Citimortgage, Inc. v. Dalal

Citimortgage, Inc. v Dalal (2020 NY Slip Op 05847)
Citimortgage, Inc. v Dalal
2020 NY Slip Op 05847
Decided on October 20, 2020
Appellate Division, First Department
Published by New York State Law Reporting Bureau pursuant to Judiciary Law § 431.
This opinion is uncorrected and subject to revision before publication in the Official Reports.


Decided and Entered: October 20, 2020
Before: Kapnick, J.P., Singh, Kennedy, Mendez, JJ.

Index No. 32339/16E Appeal No. 12102 Case No. 2019-5432

[*1]Citimortgage, Inc., Plaintiff-Appellant,

v

Dany Dalal, et al., Defendants, Link Point Realty Inc., Defendant-Appellant.




Warner & Scheuerman, New York (Jonathon D. Warner of counsel), for appellant.

David A. Gallo & Associates LLP, Roslyn Heights (David A. Gallo of counsel), for respondent.



Order, Supreme Court, Bronx County (Doris M. Gonzalez, J.), entered on or about June 17, 2019, which, to the extent appealed from as limited by the briefs, denied the cross motion of defendant Link Point Realty, Inc. for leave to renew a prior order denying its motion to dismiss the foreclosure complaint against it as time-barred, unanimously reversed, on the law, with costs, the cross motion granted and the complaint against defendant Link Point Realty Inc. dismissed.
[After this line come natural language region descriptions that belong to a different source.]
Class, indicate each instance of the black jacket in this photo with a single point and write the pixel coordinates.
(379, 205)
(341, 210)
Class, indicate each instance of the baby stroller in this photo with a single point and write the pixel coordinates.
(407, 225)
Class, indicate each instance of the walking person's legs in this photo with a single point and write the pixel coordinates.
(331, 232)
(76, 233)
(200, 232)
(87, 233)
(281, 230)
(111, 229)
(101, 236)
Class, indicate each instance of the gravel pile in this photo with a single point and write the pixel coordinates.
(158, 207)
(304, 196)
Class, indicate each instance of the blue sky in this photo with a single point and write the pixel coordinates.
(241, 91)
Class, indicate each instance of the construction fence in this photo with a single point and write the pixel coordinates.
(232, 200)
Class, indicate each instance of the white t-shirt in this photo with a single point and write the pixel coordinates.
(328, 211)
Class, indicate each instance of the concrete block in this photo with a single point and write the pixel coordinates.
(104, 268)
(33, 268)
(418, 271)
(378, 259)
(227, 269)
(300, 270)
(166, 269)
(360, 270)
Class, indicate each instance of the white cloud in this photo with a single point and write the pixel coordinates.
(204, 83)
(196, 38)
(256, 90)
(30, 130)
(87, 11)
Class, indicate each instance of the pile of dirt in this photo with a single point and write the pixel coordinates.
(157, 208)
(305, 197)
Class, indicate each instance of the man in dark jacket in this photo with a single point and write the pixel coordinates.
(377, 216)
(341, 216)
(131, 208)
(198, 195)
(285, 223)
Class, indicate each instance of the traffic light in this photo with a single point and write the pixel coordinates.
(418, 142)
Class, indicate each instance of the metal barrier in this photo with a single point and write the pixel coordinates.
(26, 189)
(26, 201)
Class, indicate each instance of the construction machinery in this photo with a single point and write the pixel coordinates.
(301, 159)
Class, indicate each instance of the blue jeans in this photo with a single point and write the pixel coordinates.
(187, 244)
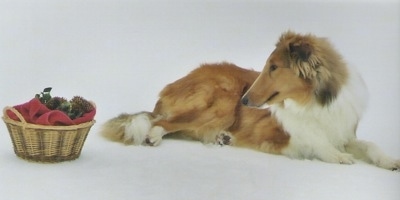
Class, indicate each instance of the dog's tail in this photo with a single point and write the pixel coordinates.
(129, 128)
The Clerk is directed to enter judgment accordingly.

An action to foreclose on a mortgage is subject to a six-year statute of limitations (see Wells Fargo Bank, N.A. v Liburd, 176 AD3d 464 [1st Dept 2019]; Freedom Mtge. Corp. v Engel, 163 AD3d 631, 633 [2d Dept 2018], lv granted in part, dismissed in part 33 NY3d 1039 [2019]). Once a mortgage debt is accelerated, the entire amount is due and the statute of limitations begins to run (Wells Fargo Bank, N.A. at 464). A defendant moving to dismiss a foreclosure complaint on timeliness grounds will meet its primafacie burden of establishing that the six-year limitations period has expired when it can show that the plaintiff accelerated the debt through the filing of a prior foreclosure complaint more than six years prior to the filing of the present action (id.). Defendant has met its primafacie burden in this case.

Once the primafacie burden of untimeliness has been met, a lender may revoke its prior acceleration of the debt through "an affirmative act of revocation occurring during the six-year statute of limitations period subsequent to the initiation of the prior foreclosure action" (Freedom Mtge. Corp., 163 AD3d at 632). Recent authority from this Court states that the voluntary withdrawal of a prior foreclosure action does not, in itself, constitute an affirmative act to revoke its election to accelerate, particularly where the stipulation of discontinuance is silent on the issue of revocation and does not otherwise indicate that the plaintiff would accept installment payments from the defendant. In opposing a motion to dismiss on timeliness grounds, such evidence alone would be insufficient to raise an issue of fact so as to defeat the motion (see e.g. Wells Fargo Bank, N.A. v Ferrato, 183 AD3d 529 [1st Dept 2020]; Wells Fargo Bank, N.A. v Liburd, 176 AD3d at 464 ). Such is the case here.

Plaintiff contends that defendant failed to meet its primafacie burden of showing that the debt was accelerated in the first place, because the first foreclosure action and the present action "related to a different note" securing separate parcels of land, an argument that it did not raise in opposition to the underlying motion. Thus, the argument has not been preserved for appellate review (see Wolma v Shouela, 171 AD3d 664, 664-665 [1st Dept 2019]). It is evident from the record that those mortgages secured the same debt, which are subdivisions of the originally encumbered property that is the subject of the consolidated note.

THIS CONSTITUTES THE DECISION AND ORDER

OF THE SUPREME COURT, APPELLATE DIVISION, FIRST DEPARTMENT.